“Callie?” It was Josh’s turn to look worried. If she weren’t being assailed by ice, she might have cracked a joke about their taking turns breaking down these days.
The trailer’s door slammed open. Callie staggered back into the shadows. Josh followed her. Nate lingered in the doorway. Either the white bomber jacket or the ocher glow behind him made Nate look bigger. No. Callie wouldn’t let herself go there. Up close he’d be the same acne-scarred weasel as before. He’d asked too much then, and he’d ask too much now. Her knuckles ached to move, but the web of ice was woven too tightly to allow her to stretch her fingers.
What was Nate doing here? If he’d only been here to screw with Josh, then why the long meeting inside the singlewide? Ford’s family owned slaughterhouses and land throughout Gem City. Was Nate actually taking up a role in the Ford mob business, and not just slinging dope? Callie once would have said Nate wasn’t smart enough to run a business, much less a surreptitious one. Then she’d found him with the journal of St. Petro, a holy book with a whole lot of details about soul magic. He’d been studying. She’d taken his soul, and put herself in this whole goddamn mess.
Nate hopped down the two steps to the curb. A tall woman followed him out. She had a wide nose and broad shoulders, and was very clearly a woman you did not want to get into a fight with. Nate gave the woman his least creepy leering smile. To her credit, the woman didn’t blanch. Callie had been on the other end of that look before, and it stained. Nate extended a hand. The brilliant glow from the open office door didn’t allow for secrets. Pinched between his first two fingers and his thumb Nate held a shiny black card. Even from her frozen hiding place, Callie couldn’t have missed it. That slick material and the promises it made were etched in her mind.
Anonymous Souls.
Nate was involved in Anonymous Souls.
Of course he fucking was.
The woman accepted the card, and gave Nate a curt nod. Adam rushed out of the office to join Nate, and the two walked in the opposite direction of the job site. Whatever they were here for, they’d accomplished it.
The woman returned to the office, closing the door. The construction workers continued bustling back and forth. No one else had seen the exchange. No one else would have had the sense to be scared. That was the burden of knowledge. Innocent moves like handshakes and card exchanges took on another light when you understood the real business being brokered.
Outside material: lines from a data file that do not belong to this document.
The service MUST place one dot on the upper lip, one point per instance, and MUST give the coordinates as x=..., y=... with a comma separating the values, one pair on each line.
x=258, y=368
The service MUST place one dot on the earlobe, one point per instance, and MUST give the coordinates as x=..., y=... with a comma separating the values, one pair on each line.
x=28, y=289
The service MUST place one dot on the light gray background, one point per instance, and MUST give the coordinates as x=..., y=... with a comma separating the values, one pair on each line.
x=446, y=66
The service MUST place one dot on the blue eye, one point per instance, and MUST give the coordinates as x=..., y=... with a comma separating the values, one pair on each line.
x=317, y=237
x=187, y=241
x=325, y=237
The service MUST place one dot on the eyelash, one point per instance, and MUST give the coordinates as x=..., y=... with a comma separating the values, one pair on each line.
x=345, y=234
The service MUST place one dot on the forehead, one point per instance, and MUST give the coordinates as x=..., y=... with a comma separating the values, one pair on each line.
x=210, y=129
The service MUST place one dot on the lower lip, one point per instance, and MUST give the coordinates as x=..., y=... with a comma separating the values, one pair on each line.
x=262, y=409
Callie stepped out from the darkened hiding spot. The flood lamps hit her, illuminated her, and blanched her skin. No hiding. She couldn’t let Nate keep coming at her family. Messing with her one was thing. She deserved it for what she’d done, but we own our own shit. Zara and Josh hadn’t stolen Nate’s soul. They hadn’t denied his advances. They hadn’t done shit to him. The urge to sprint after him, to remind him of how the world worked hit her. If he had a problem with her, then come after her. This tormenting of her loved ones was weak.
She only made it a couple steps before the realization hit her: She couldn’t go after Nate now. He knew what hospital Zara was in. He knew where Josh worked. He knew she’d given him souls that didn’t belong to him—and was, she realized, not so dumb as to ignore the obvious dotted line that she’d stolen them. He had Adam with him, and back up like that carried weapons. She couldn’t very well pull Josh into that fight. She curled her fingers into a fist and squeezed until her nails dug into the meat of her palm.
“I work here, you know.” The uneasy tremble made Josh’s attempted joke fall flat.
“I know,” she whispered, still watching where Nate and Adam had stood moments earlier. “You going to be okay?”
“Kind of feel like I should be asking you that, sis. You good?”
Far from it. “If you can avoid them for awhile, I will be.”
That might have been a lie. She’d be closer to good if she didn’t have to worry about him. She needed time to regroup, to figure out what was happening, to make a plan. Once again, she found herself missing the Soul Charmer. He’d have shoved her into this sand pit, too, but at least he would have handled all the machinations. He’d have had some strategy. He could have frightened people into compliance. Until then, she needed to find out what the Anonymous Souls dealer knew about Nate and his operations. She also was going to have to tell Derek about this, because if there was any hope of forcing Nate to back down it was going to require some leather-clad teamwork.
“He’s got nothing for me anymore.” Josh’s earnestness hurt.
Callie extended her magic out to protect his soul again. It was cold and crying and she somehow understood her brother better in that moment. The jagged scars from growing up too fast were stippled across the whole of his soul. The ragged edges missed who he once was—before the drugs, before Zara had become self-involved, before adulthood—and there wasn’t a plea for a home or for a rented soul to mask the pain. Deep down, her brother’s soul wanted only to heal. A shimmer of hope fluttered in Callie’s chest. Unfamiliar, but welcome. She let her magic coil around his soul. It kept the chill from assaulting her, but also gave him a moment of peace. His lips parted on a slow breath.